7.3 Moving to Azure or GCP

  • Azure: Map to azurerm_virtual_network, azurerm_subnet, azurerm_lb, etc., with consistent resource groups and locations.
  • GCP: Similar patterns with google_compute_network, google_compute_subnetwork, google_compute_forwarding_rule, or global load balancer resources.

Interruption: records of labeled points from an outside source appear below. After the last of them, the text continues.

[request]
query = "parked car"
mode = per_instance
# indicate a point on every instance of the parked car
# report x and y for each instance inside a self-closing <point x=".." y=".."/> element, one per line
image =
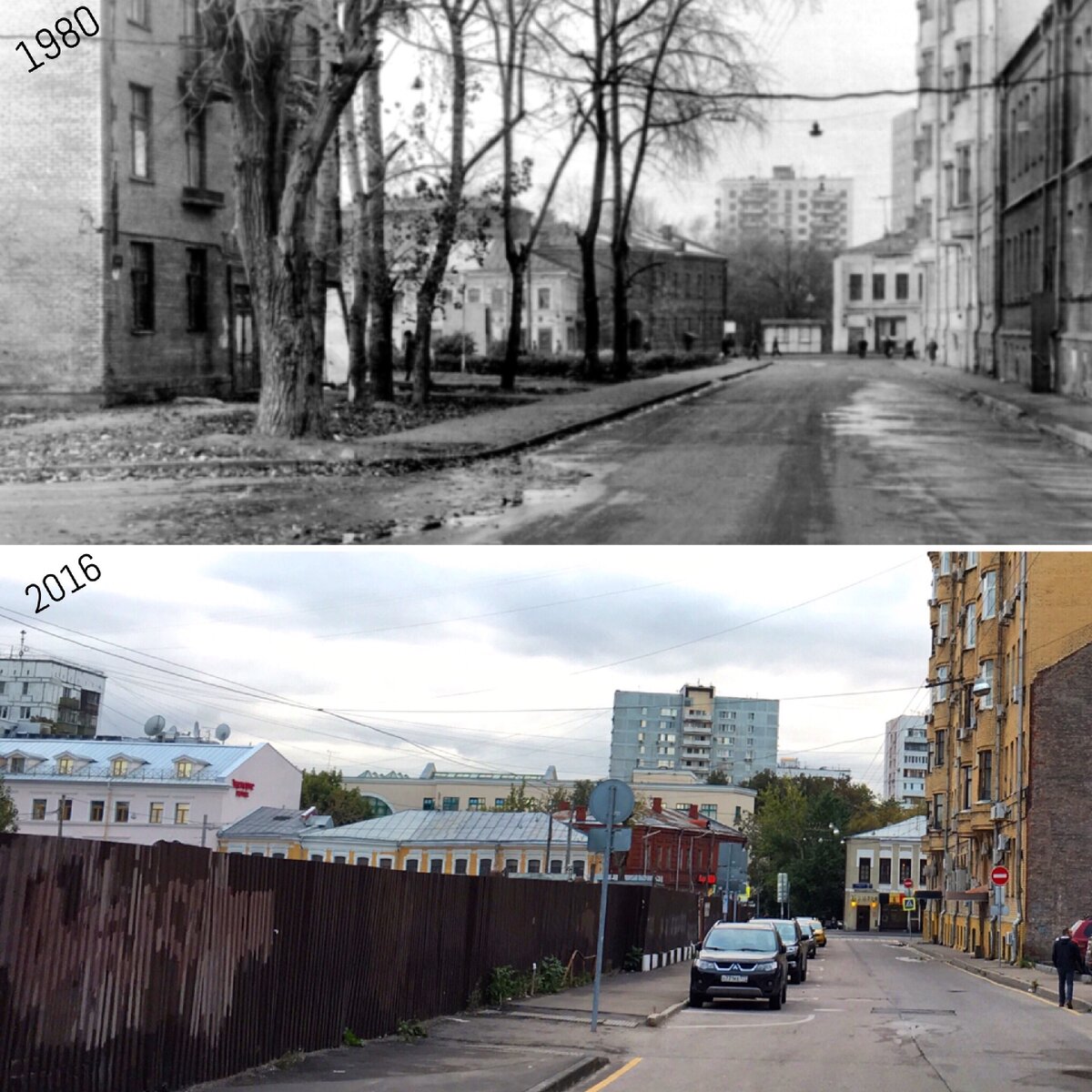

Even for the same architecture, load balancers, health checks, and firewall models differ—per-cloud modules plus a reference architecture doc usually beats forcing one fake abstraction layer.


8. Operations checklist

  • Remote state, locking, encryption, and least-privilege IAM in place?
  • Production applies only through CI and approval?
  • Module and provider versions pinned for reproducibility?
  • Cost alerts, tag policies, and deletion protection (S3 versioning, RDS deletion protection, etc.) defined?
  • Process to investigate when terraform plan diverges from expectations (manual changes, drift)?

Closing thoughts

Terraform lets you treat infrastructure like software. Clear structure with HCL and modules, safe collaboration with state and backends, and deliberate workspace or directory strategies for environments raise operational maturity quickly. Whichever of AWS, Azure, or GCP you use, the habit of reading provider docs alongside organizational security standards matters most.

If you already have a shorter practical post (e.g. terraform-practical-guide), treat this article as the more systematic reference tying multi-cloud, security, backends, and environment separation together.